The Wi-Fi Alliance is finally kicking off a certification program for routers, adapters, and other wireless networking gear based on the IEEE 802.11ac draft standard. The organization has a strong track record when it comes to ensuring that networking products will be interoperable even when the standards they’re based on have yet to be finalized, so this is a positive development.
As it did with the 802.11n wireless networking standard, the IEEE is taking its sweet time to ratify the 802.11ac standard. In fact, the responsible working group isn’t expected to finish its work until November, and final ratification isn’t expected until February 2014. That lengthy timeline hasn’t stopped manufacturers from shipping 802.11ac gear, of course; products based on the draft standard have been on store shelves since August 2012. But buyers haven’t had any assurances that those products will work together.
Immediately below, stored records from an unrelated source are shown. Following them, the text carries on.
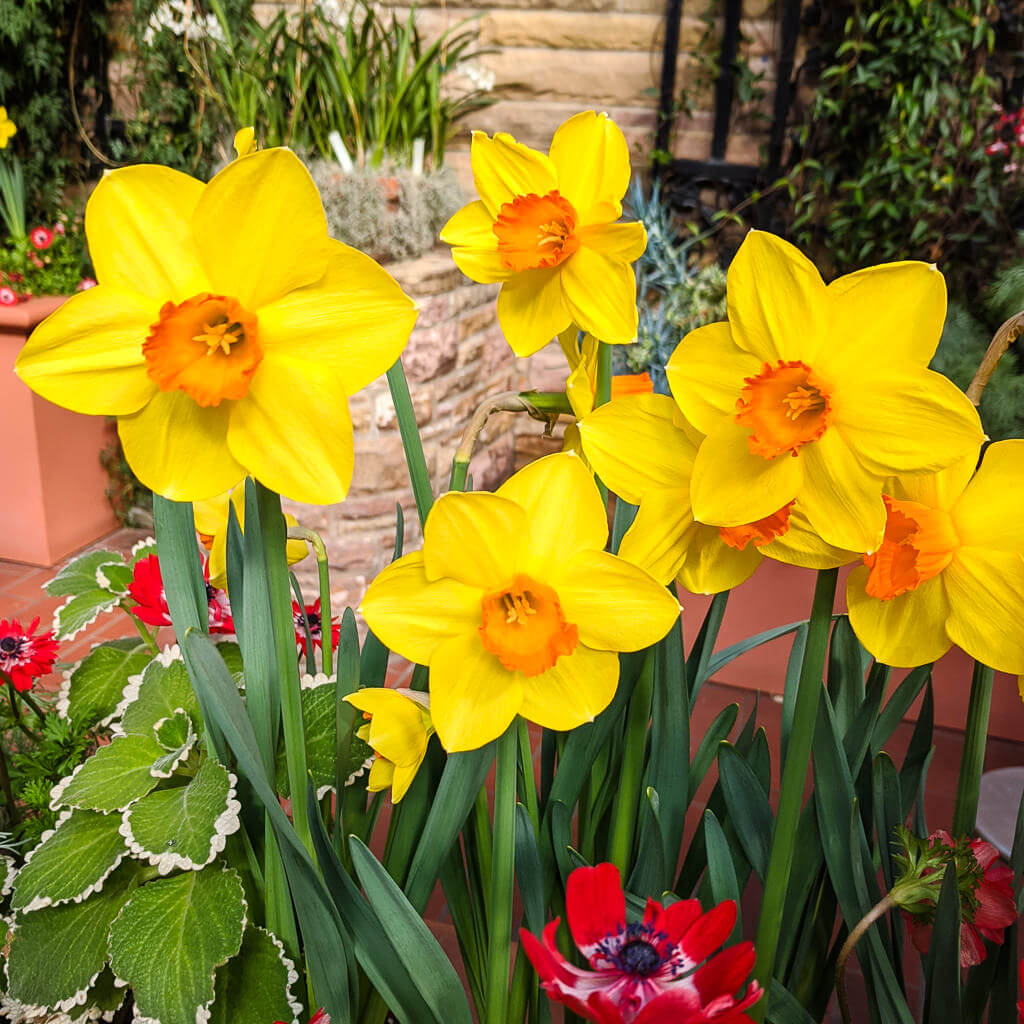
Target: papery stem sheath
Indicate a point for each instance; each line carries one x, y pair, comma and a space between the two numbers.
794, 779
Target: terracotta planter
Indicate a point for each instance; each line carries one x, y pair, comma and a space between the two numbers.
54, 498
778, 594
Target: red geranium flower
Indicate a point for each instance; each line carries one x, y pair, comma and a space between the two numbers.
146, 589
996, 906
41, 238
23, 656
315, 626
658, 971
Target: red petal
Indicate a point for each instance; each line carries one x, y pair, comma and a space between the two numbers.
595, 905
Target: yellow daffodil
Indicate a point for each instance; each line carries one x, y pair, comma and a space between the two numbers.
398, 731
950, 568
818, 393
7, 128
515, 605
643, 449
226, 332
211, 524
545, 227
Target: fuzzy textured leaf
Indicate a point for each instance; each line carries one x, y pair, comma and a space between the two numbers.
171, 937
71, 862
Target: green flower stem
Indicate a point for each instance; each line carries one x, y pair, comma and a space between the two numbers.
320, 551
418, 473
794, 778
502, 882
625, 813
973, 757
273, 534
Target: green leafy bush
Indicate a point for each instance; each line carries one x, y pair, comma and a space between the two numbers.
890, 156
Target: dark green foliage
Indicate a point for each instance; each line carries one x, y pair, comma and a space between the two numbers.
890, 161
40, 40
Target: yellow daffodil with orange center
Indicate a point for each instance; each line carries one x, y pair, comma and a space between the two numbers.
226, 333
398, 729
211, 524
7, 128
545, 226
643, 449
515, 605
950, 567
817, 393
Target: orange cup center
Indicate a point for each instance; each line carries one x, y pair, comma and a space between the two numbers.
536, 231
524, 627
207, 346
784, 407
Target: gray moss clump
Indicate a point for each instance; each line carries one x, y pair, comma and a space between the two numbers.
390, 214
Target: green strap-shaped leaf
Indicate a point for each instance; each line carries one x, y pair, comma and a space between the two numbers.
161, 690
114, 777
72, 862
58, 952
257, 986
79, 574
184, 827
92, 691
171, 937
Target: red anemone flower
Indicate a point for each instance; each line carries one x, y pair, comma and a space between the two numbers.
996, 905
146, 589
315, 626
23, 656
41, 238
657, 971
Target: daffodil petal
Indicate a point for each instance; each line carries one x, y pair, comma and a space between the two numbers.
354, 321
414, 615
504, 168
905, 631
707, 373
178, 449
530, 310
87, 355
592, 160
988, 514
563, 508
776, 300
986, 606
801, 545
260, 228
612, 603
475, 539
635, 445
138, 223
885, 313
662, 535
473, 699
731, 486
906, 419
292, 430
576, 690
712, 566
625, 242
600, 292
841, 498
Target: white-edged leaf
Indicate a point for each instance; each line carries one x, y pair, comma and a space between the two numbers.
92, 690
58, 952
79, 574
81, 610
170, 938
184, 827
72, 861
256, 986
114, 777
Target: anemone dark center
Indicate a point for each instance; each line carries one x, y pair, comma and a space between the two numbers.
639, 957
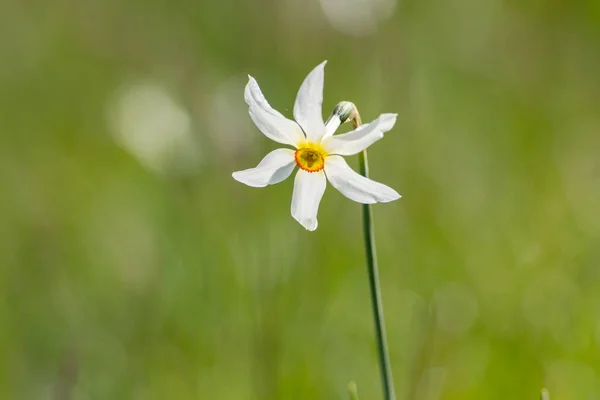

So why is the certification program launching now? “We want to ensure that the standard is substantially mature,” said Wi-Fi Alliance senior marketing manager Kevin Robinson in an embargoed interview last week. “There is work that we have to go through to ensure interoperability, and [we’re] fielding a test bed to certify that.”
The Wi-Fi Alliance launched a similar certification program back in 2007 for networking equipment based on the draft 802.11n standard. Unlike that effort, however, the 802.11ac certification program will not acknowledge the standard’s draft status and is being described as simply “Wi-Fi CERTIFIED™ ac.”